Grimsby firm Young’s Seafood was fined £787,500 and ordered to pay £33,443.68 in costs after a worker was trapped by a mixing machine and suffered the loss of a thumb and fingers.
Grimsby Crown Court heard how the 59-year-old worker was creating the mix for fish cakes at the company’s Humberstone Road factory in Grimsby on October 16, 2017.
At the end of a mix run he went to clear the mix from the machine, lifting an interlocked guard that should have stopped the machine from running. The worker put his hand into the machine without realising it was still running and the augur caught his hand and drew his arm in up to the elbow.
He managed to free himself from the augur but, in removing his arm, his thumb and two of his fingers were severed and he suffered serious tendon damage.
Doctors were unable to reattach his fingers and he has not yet been able to return to work over three years after the incident. The company has accepted the fine imposed by the court.
The Health and Safety Executive (HSE) launched an investigation, which found that the machine continued to run when the safety guard was lifted. It had also failed to respond when the emergency stop was pressed.
The interlocking system was inadequate and the company had failed to ensure that the machine was effectively maintained. HSE said these matters were exacerbated by poor communication between the shop floor and maintenance and an inadequate fault reporting system.

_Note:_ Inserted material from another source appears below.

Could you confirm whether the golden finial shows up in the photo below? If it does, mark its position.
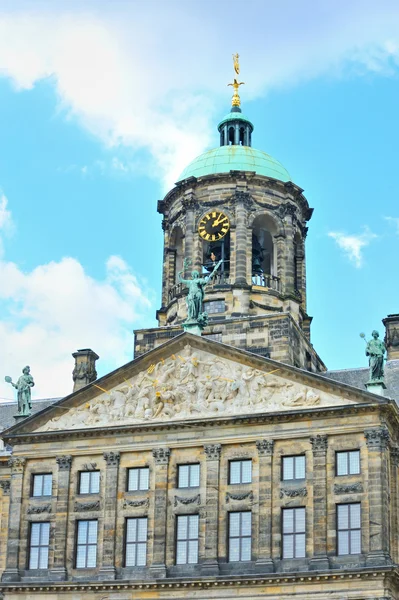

Young’s Seafood Ltd of Ross House, Wickham Road, Grimsby pleaded guilty to breaching Section 2 (1) of the Health & Safety at Work etc Act 1974.
A Young’s spokesperson said: “Young’s Seafood accepts the fine imposed by the court following the Health and Safety Executive’s investigation, which we cooperated with fully. Mr Spence has been a valued member of the Young’s family for 25 years and continues to work with us today.
“We thank the court for its favourable comments about our positive health and safety record, our lack of previous convictions and our proactivity as a responsible employer to put effective health and safety measures in place to avoid incidents like this happening again in the future.”
After the hearing, HSE inspector Carol Downes said: “The life changing injuries sustained by the employee could have been prevented and the risk should have been identified.
“Being pro-active with preventative maintenance and good communication of faults can reduce the chance of harm.”